三田たちとの合流後、俺たちは取り敢えず平和的な接触は成功してレンタカー会社の事務所内で自己紹介を済ませた。


俺は改めて隊長である六条二尉を見るが、なんというか、その









「コスプレした女子中学生?」


「誰が中学生だ!!」


背が小さいのだ。


俺たち高校組の中で一番背が低いのは熊野の約160cm、対して六条二尉の身長は150cmあるかどうか。


みらいの身長がおよそ140cmと、8歳にしては高身長なので衣笠が幼女と言ったのは間違いではない………はず。


「すげぇ、本物の合法ロリだ……。」


「だからロリって言うなぁ!!これでも今年で28よ!」


「私より年上!?」


織琴先生の年齢は知らないが、どう見ても10代前半にしか見えない二尉をユーティライネン3曹がやんわりと宥めている。


ユーティライネン…………名前から推測するとフィンランド人のはずだがなぜ日本の自衛隊に?

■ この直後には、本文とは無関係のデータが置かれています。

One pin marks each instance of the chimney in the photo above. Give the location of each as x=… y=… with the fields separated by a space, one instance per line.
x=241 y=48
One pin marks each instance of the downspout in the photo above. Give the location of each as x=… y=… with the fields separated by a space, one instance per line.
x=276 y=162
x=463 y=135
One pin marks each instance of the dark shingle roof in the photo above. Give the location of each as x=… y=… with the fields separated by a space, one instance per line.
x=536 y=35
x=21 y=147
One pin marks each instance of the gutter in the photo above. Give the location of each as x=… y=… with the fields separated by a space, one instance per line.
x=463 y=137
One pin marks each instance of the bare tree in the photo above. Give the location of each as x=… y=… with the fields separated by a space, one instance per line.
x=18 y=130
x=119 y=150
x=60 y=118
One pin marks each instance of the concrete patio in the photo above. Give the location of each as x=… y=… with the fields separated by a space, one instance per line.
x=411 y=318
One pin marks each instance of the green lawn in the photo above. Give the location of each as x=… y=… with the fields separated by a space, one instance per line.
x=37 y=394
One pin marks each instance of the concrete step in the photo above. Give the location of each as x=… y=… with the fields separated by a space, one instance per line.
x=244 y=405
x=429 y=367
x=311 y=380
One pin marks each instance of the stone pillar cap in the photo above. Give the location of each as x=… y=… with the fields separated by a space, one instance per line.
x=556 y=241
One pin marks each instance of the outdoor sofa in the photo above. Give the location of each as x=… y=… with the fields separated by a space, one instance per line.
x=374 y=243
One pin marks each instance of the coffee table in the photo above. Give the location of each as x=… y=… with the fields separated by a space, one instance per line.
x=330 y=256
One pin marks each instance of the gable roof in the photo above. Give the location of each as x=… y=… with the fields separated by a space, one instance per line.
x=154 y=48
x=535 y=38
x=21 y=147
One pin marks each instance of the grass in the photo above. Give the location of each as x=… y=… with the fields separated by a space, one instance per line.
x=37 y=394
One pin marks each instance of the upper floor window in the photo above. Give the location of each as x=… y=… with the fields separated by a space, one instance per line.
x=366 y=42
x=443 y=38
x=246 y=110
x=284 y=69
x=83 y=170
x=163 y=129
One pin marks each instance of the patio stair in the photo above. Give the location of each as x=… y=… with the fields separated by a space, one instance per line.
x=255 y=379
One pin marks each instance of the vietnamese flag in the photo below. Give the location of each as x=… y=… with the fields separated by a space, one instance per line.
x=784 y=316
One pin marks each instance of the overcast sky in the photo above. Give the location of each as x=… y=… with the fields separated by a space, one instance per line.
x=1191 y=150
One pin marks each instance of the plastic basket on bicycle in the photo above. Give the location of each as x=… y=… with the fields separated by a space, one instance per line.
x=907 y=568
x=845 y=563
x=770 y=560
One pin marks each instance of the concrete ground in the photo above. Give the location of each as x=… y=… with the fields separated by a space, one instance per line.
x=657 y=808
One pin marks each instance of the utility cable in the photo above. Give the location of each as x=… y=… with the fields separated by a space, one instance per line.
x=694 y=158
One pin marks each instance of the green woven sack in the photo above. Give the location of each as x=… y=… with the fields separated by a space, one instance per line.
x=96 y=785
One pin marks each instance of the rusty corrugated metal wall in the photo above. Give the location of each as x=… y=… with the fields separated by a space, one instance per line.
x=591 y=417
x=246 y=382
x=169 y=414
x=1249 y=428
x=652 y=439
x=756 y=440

「えぇっと、ユーティライネン3曹でしたっけ?フィンランドの方ですよね。」


「ええ、そうよ。両親はフィンランド人だけど、私自身は生まれも育ちも日本。だから日本語が話せるし、それに日本に帰化してるからこの仕事にも就けるってわけ。理由は教えられないけど。」


「へぇ~、そうなんですか。」


「そういう事。それにしても高校生、ねぇ。」


なんだかユーティライネン3曹の目つきが急に変わった気がする。


敵意とか、疑念の類ではなく……まるで猛禽類のような






「ふふ、私好みの可愛い子がいっぱい。ほんと、食べちゃいたいくらいに………。」


「「「「「!?」」」」」


横山たちが一斉に彼女から距離を取り織琴先生を盾にするように後ろに引っこみ、篠原とみらいが俺の腕に抱き付きまるで威嚇する犬の様に3曹を睨み付けた。


やべぇよ、この人目がマジだよ。


「やめんか3曹!自衛官が国民を怖がらせてどうするんだ。」


「そうですよ、せっかく接触した民間人なんですから。」


「3曹の趣味に口を出すつもりはありませんが、流石に今は自重してください。」


須藤陸曹長がユーティライネン3曹の頭を軽く叩き、2曹と陸士長が両脇から挟み込んで彼女を部屋の隅に連れて行った。


苗字でわかる通り、彼らは所属こそ違うが兄弟だ。


某天才無免許医のように顔に大きな傷跡があるのが長男の一輝陸曹長。


眼鏡を掛けていて丁寧な口調なのが次男の昭二2曹。


高校球児のような坊主頭なのが三男の勝三郎陸士長。


背格好は大差ないが、見分けるのは比較的簡単だ。


それに、この人たちはさっきと違ってまとも







「済みません、部下が色々と失礼を」


「「「悲しそうな目をするロリ隊長……これ、イイッ!!!」」」



前言撤回、こいつら揃いも揃ってロリコンだ。


「こんな自衛隊で大丈夫か?」


「大丈夫だ、隊長がまともだから」


「誰がロリ隊長だぁぁぁぁ!!!」


「六条さん落ち着いて!大声出すと奴らがきますから!」


大丈夫じゃない、大問題だ。


「はいはい、ふざけるのはこの辺にしてそろそろシリアスになりましょうか。」


横山が手を叩きながら一歩進み、全員を静かにさせて視線を集中させた。


「六条さん。いえ、六条二尉。武装してるとは言え、民間人を見つけたのならなぜ本部や基地に連絡しないんですか?仮に無線機が故障していたとしても、俺らを外の車に乗せて基地まで護送するはずですよね。もしかしてそうしたくない。いや、できないんじゃないんですか?」


横山が六条二尉に視線を向け、彼女は少し考え込むと顔を上げた。


「そう、その通り。残念だけど、我々はあなたたちを助けられない。希望を失わせるようなこと言って御免なさい。」


彼女たちが頭を下げ謝るが、対して横山はいつもの様にヘラヘラと笑いながら


「そうですか。別にかまいませんよ。」


と、さも当然の様に答えた横山に自衛官たちが呆気にとられた。


彼女たちにとっては、本来手を差し伸べなければいけない人たちに向かって「助けられません」と言ったのだが、その差し伸べるられる人が「そうですか」と簡単に納得したのだから呆気にとられるのも無理はない。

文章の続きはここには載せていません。